Ser madre sin tener hijos. De paso, madre hasta el sacrificio, muchas veces cuestionada, ignorada, relegada hasta el extremo de desear haber nacido hombre. Ésta es la historia de una joven alteña que, contra todo, hoy es una profesional que no deja de cuidar de su familia.
Mónica es una hermana mayor. El hecho de serlo en una familia de madre y padre viajeros, dos hermanas y un hermano –a los que llama invariablemente “hermanitos”– la ha convertido en una cuidadora de oficio.
Mónica Mamani es, desde principios de 2020 y a sus 27 años, trabajadora social. Pudo serlo años antes, pero hacer de cabeza de hogar en una familia sorpresivamente huérfana de padre, con una abultada deuda bancaria que la madre tenía que cubrir, la obligó a retrasar sus estudios.

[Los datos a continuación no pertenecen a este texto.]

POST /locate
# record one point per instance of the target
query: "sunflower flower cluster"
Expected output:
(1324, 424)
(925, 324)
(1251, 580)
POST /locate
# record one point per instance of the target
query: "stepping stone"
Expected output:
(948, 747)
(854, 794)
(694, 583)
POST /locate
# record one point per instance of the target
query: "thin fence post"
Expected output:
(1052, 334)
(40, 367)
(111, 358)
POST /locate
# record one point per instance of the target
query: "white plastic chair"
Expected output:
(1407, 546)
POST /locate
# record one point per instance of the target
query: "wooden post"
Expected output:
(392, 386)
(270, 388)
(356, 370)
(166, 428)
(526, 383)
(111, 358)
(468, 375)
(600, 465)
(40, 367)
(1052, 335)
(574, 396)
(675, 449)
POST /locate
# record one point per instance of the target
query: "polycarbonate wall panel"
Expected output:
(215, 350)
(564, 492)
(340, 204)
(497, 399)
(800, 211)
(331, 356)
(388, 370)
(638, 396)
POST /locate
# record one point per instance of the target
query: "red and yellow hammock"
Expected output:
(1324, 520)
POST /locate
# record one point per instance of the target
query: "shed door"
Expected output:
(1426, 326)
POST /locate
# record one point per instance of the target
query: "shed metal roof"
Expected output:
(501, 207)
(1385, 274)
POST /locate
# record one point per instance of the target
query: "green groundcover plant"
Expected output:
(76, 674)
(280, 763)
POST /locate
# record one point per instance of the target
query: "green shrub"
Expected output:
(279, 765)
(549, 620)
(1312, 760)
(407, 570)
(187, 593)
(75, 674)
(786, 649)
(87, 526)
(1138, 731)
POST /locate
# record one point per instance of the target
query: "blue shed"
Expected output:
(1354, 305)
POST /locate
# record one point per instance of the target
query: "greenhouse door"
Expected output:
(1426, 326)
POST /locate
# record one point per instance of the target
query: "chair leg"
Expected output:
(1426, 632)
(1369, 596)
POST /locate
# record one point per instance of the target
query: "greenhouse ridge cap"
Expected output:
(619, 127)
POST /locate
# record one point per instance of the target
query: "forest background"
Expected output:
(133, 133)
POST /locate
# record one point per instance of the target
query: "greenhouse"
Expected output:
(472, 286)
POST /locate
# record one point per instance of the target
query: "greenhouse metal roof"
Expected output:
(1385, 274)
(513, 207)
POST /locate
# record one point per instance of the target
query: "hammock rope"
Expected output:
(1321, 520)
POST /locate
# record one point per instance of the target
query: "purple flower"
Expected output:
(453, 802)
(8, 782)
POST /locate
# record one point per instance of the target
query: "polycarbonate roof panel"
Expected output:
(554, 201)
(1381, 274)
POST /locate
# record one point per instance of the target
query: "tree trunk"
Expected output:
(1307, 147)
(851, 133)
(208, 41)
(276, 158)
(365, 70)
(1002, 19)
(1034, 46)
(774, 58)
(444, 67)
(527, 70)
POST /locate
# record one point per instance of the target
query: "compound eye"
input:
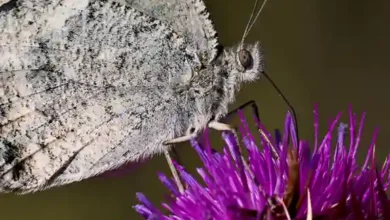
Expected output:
(245, 58)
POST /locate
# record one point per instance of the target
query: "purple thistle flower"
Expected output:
(281, 180)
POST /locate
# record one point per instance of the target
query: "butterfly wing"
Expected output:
(189, 18)
(84, 87)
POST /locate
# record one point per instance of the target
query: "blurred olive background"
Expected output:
(329, 52)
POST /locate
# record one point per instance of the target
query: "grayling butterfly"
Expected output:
(88, 85)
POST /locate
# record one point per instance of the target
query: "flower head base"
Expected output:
(282, 180)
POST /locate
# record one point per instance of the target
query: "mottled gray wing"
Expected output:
(189, 18)
(84, 87)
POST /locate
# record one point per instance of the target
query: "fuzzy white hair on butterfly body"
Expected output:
(86, 86)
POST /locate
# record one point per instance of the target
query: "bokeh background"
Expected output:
(329, 52)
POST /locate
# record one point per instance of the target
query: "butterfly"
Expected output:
(89, 85)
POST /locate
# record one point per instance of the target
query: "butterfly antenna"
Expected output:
(285, 101)
(252, 20)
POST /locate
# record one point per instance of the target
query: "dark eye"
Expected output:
(245, 58)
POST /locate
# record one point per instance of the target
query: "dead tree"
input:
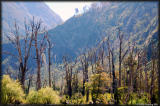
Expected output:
(153, 57)
(121, 57)
(49, 59)
(84, 62)
(114, 84)
(39, 47)
(14, 38)
(68, 68)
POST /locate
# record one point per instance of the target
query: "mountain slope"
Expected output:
(18, 11)
(138, 20)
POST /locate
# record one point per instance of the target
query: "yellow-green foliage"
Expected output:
(77, 98)
(43, 96)
(12, 91)
(132, 98)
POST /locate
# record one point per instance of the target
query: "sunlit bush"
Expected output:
(76, 98)
(132, 98)
(33, 97)
(43, 96)
(12, 92)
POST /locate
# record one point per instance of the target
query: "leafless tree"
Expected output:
(121, 56)
(14, 38)
(39, 47)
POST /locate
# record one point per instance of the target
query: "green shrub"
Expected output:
(33, 97)
(133, 98)
(12, 91)
(43, 96)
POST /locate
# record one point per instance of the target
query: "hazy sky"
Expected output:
(66, 9)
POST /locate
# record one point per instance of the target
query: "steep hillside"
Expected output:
(18, 11)
(138, 21)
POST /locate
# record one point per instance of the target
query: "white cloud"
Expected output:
(66, 9)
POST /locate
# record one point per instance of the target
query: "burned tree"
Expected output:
(14, 38)
(84, 62)
(39, 47)
(121, 57)
(69, 69)
(49, 59)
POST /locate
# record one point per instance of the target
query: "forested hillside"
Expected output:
(106, 55)
(19, 11)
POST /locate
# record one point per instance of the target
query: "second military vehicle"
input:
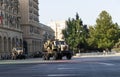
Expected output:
(57, 50)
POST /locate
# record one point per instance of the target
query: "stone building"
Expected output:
(30, 25)
(47, 33)
(10, 29)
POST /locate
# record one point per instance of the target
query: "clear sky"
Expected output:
(88, 10)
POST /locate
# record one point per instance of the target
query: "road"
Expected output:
(77, 67)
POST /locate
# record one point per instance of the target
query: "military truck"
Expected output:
(57, 50)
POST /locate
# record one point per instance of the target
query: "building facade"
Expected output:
(10, 29)
(30, 25)
(58, 26)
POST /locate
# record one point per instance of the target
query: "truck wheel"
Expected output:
(55, 56)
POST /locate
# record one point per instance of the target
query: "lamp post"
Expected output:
(79, 43)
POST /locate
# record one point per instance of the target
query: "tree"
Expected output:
(75, 33)
(105, 33)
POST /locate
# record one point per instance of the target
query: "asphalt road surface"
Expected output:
(77, 67)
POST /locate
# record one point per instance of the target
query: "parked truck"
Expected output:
(57, 50)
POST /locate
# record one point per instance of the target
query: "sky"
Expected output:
(88, 10)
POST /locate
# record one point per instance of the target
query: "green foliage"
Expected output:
(75, 32)
(105, 33)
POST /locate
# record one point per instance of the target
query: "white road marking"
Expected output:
(62, 75)
(67, 68)
(108, 64)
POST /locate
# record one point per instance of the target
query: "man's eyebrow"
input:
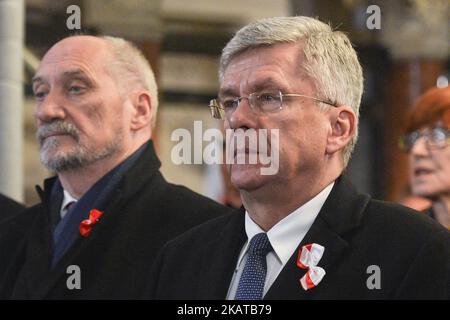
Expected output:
(260, 85)
(76, 73)
(226, 92)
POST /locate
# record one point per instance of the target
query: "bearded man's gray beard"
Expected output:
(79, 156)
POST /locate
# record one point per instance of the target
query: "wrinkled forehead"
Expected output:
(87, 54)
(265, 67)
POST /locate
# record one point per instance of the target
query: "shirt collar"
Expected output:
(287, 234)
(68, 198)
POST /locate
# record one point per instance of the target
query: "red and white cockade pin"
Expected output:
(86, 225)
(308, 258)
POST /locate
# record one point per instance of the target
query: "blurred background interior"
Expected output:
(183, 40)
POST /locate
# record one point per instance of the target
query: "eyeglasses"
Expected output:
(437, 137)
(260, 102)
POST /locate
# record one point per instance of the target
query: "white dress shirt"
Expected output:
(284, 237)
(66, 200)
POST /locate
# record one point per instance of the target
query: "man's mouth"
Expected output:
(420, 172)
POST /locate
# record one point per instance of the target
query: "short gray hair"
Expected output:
(130, 63)
(330, 60)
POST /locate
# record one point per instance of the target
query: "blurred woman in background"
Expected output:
(427, 140)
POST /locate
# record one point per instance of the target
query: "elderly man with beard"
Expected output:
(108, 211)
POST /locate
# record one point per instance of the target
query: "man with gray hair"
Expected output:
(304, 232)
(108, 210)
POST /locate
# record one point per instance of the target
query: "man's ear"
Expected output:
(343, 127)
(142, 110)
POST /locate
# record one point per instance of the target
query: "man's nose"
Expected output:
(49, 109)
(242, 116)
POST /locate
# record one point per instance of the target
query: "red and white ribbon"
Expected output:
(308, 258)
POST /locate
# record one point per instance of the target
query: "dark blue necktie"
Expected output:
(251, 284)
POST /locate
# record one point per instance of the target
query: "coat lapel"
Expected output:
(41, 282)
(218, 268)
(341, 213)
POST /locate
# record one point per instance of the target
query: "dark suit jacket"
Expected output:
(144, 213)
(411, 250)
(9, 207)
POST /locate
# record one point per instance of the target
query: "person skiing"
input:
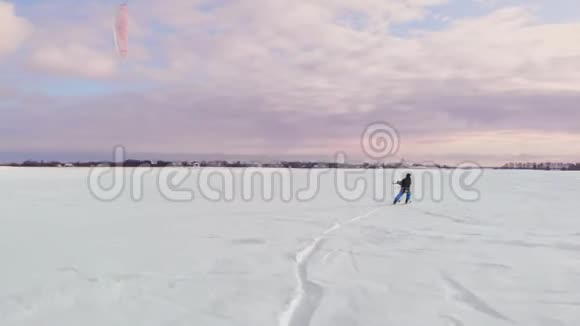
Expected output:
(405, 189)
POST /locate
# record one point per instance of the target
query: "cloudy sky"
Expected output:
(484, 80)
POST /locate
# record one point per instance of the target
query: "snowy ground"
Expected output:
(510, 258)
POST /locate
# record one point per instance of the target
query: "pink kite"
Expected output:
(122, 31)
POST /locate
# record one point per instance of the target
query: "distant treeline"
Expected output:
(543, 166)
(220, 163)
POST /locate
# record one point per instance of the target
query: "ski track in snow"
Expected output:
(308, 293)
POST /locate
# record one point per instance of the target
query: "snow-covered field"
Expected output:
(510, 258)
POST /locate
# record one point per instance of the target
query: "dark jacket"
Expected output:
(405, 183)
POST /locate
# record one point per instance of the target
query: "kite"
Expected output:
(121, 31)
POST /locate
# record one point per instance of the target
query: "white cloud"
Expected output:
(14, 30)
(74, 60)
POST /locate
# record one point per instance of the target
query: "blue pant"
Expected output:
(400, 195)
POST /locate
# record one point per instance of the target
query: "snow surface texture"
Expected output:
(511, 258)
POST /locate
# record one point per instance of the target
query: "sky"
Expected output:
(488, 81)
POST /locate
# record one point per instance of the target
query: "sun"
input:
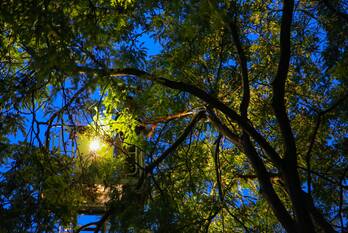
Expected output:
(95, 145)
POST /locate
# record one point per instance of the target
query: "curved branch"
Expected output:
(278, 85)
(175, 145)
(202, 95)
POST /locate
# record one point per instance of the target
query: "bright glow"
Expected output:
(95, 145)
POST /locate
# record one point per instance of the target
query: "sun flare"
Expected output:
(95, 145)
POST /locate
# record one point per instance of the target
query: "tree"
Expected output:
(241, 112)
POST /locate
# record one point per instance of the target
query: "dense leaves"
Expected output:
(238, 106)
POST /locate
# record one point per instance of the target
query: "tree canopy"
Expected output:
(239, 108)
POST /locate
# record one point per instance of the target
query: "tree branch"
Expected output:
(199, 93)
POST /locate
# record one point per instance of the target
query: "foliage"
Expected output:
(238, 106)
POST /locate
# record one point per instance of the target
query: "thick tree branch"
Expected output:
(178, 142)
(278, 85)
(290, 173)
(199, 93)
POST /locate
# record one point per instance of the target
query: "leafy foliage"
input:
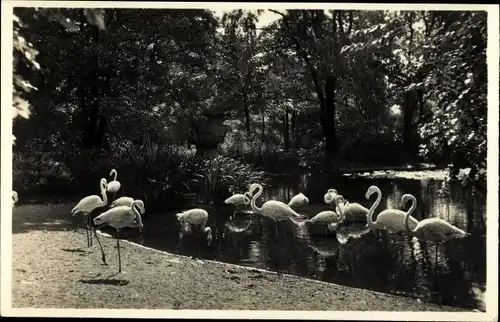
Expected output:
(135, 89)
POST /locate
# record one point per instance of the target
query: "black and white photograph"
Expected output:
(232, 160)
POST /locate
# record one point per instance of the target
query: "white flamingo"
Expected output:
(392, 220)
(353, 212)
(114, 185)
(276, 210)
(298, 200)
(238, 200)
(326, 218)
(431, 229)
(125, 201)
(121, 217)
(330, 196)
(15, 197)
(89, 204)
(197, 217)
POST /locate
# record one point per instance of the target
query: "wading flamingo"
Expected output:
(392, 220)
(351, 212)
(276, 210)
(431, 229)
(326, 218)
(125, 201)
(197, 217)
(330, 196)
(238, 200)
(298, 200)
(114, 185)
(15, 197)
(120, 217)
(89, 204)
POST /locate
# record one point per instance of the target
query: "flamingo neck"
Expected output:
(408, 213)
(369, 215)
(104, 195)
(254, 198)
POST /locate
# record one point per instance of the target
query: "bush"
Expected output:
(162, 176)
(221, 176)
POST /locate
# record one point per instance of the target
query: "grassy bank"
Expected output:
(53, 268)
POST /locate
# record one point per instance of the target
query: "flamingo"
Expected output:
(330, 196)
(431, 229)
(15, 197)
(238, 200)
(89, 204)
(197, 217)
(114, 185)
(392, 220)
(298, 200)
(120, 217)
(125, 201)
(276, 210)
(326, 218)
(353, 212)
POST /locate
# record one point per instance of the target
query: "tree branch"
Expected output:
(301, 52)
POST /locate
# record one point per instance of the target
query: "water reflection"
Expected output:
(348, 254)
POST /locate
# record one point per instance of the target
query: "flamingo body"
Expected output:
(120, 217)
(114, 186)
(298, 200)
(88, 204)
(196, 217)
(123, 201)
(437, 230)
(15, 197)
(330, 196)
(393, 220)
(325, 217)
(238, 199)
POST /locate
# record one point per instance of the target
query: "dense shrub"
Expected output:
(164, 176)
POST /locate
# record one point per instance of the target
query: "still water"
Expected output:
(353, 255)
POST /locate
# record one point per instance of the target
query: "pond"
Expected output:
(353, 255)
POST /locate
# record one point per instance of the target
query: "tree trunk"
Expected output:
(408, 126)
(286, 130)
(294, 129)
(328, 117)
(247, 111)
(93, 123)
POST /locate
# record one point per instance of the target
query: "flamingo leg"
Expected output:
(90, 228)
(103, 258)
(276, 257)
(86, 224)
(119, 256)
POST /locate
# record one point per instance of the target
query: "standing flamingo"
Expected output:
(273, 209)
(392, 220)
(15, 197)
(326, 218)
(114, 185)
(431, 229)
(125, 201)
(89, 204)
(238, 200)
(353, 212)
(197, 217)
(298, 200)
(330, 196)
(120, 217)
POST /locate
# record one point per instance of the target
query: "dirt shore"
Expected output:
(53, 268)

Mónica Mamani Mendoza es única e irrepetible, por supuesto, pero, a la manera de un caleidoscopio, en ella se reflejan otras mujeres, sobre todo alteñas, sobre todo del Distrito 3 y sus casi 145.000 habitantes… O quizás Mónica se refleje en ellas.
La historia de esta joven de hablar bajito y pausado, a tono con su timidez, podría contarse en alguno de los viajes entre su barrio de la ciudad de El Alto y el centro de La Paz. Así de largo resulta el recorrido desde su casa en el Distrito 3, zona Cosmos 79, sector Kiswaras, hasta la paceña avenida 16 de Julio, donde está la facultad de Trabajo Social de la Universidad Mayor de San Andrés.
Ese recorrido en transporte público, por unos 90 minutos de ida y otros de vuelta, está grabado en la memoria de la joven. Y más aún las tres horas a las que la obligaron las obras de refacción de la autopista El Alto-La Paz. Por eso, Mónica bendice la existencia, desde 2018, de la línea morada del teleférico. Cuánto tiempo se habría ahorrado al poder volar en lugar de subir y bajar de minibuses; tiempo valioso para cocinar, asistir a las reuniones escolares de sus hermanos o lavar trastos y ropa antes y después del trabajo como voceadora y las clases universitarias.
Del altiplano a los Yungas
La zona Kiswaras crece día con día. No es más el descampado donde los padres de Mónica compraron un terreno para levantar la casa familiar. Ladrillo a ladrillo, ésta fue tomando forma, así como fueron apareciendo otras viviendas, tantas que hoy se levantan frente a frente a lo largo de la amplia avenida asfaltada y las calles que se desprenden de ella.
“Es una zona tranquila”, describe Mónica su barrio. “Vecinos y vecinas son casi todos migrantes del área rural y sus descendientes. Ellos se dedican al transporte, sea conduciendo minibuses, taxis y otros. Ellas, o tienen negocio propio o venden en las ferias zonales o son amas de casa”.
Lo de negocio propio puede ser una tienda, la confección de artesanías o, según se aprecia al recorrer las calles, la venta de algún producto a ras del piso, debajo de un paraguas que debe cubrir a la vendedora del implacable sol alteño.
La madre de Mónica, Alicia Mendoza, nació en la comunidad Challa de la Isla del Sol, en el lago Titicaca. Su familia migró a los Yungas en busca de mejores condiciones de vida, tal cual hicieron los padres de Mario Mamani, que se marcharon de Santiago de Machaca para trabajar la tierra en Palos Blancos. Allí, en medio de frutales y de sembradíos, se conoció la pareja y decidió casarse.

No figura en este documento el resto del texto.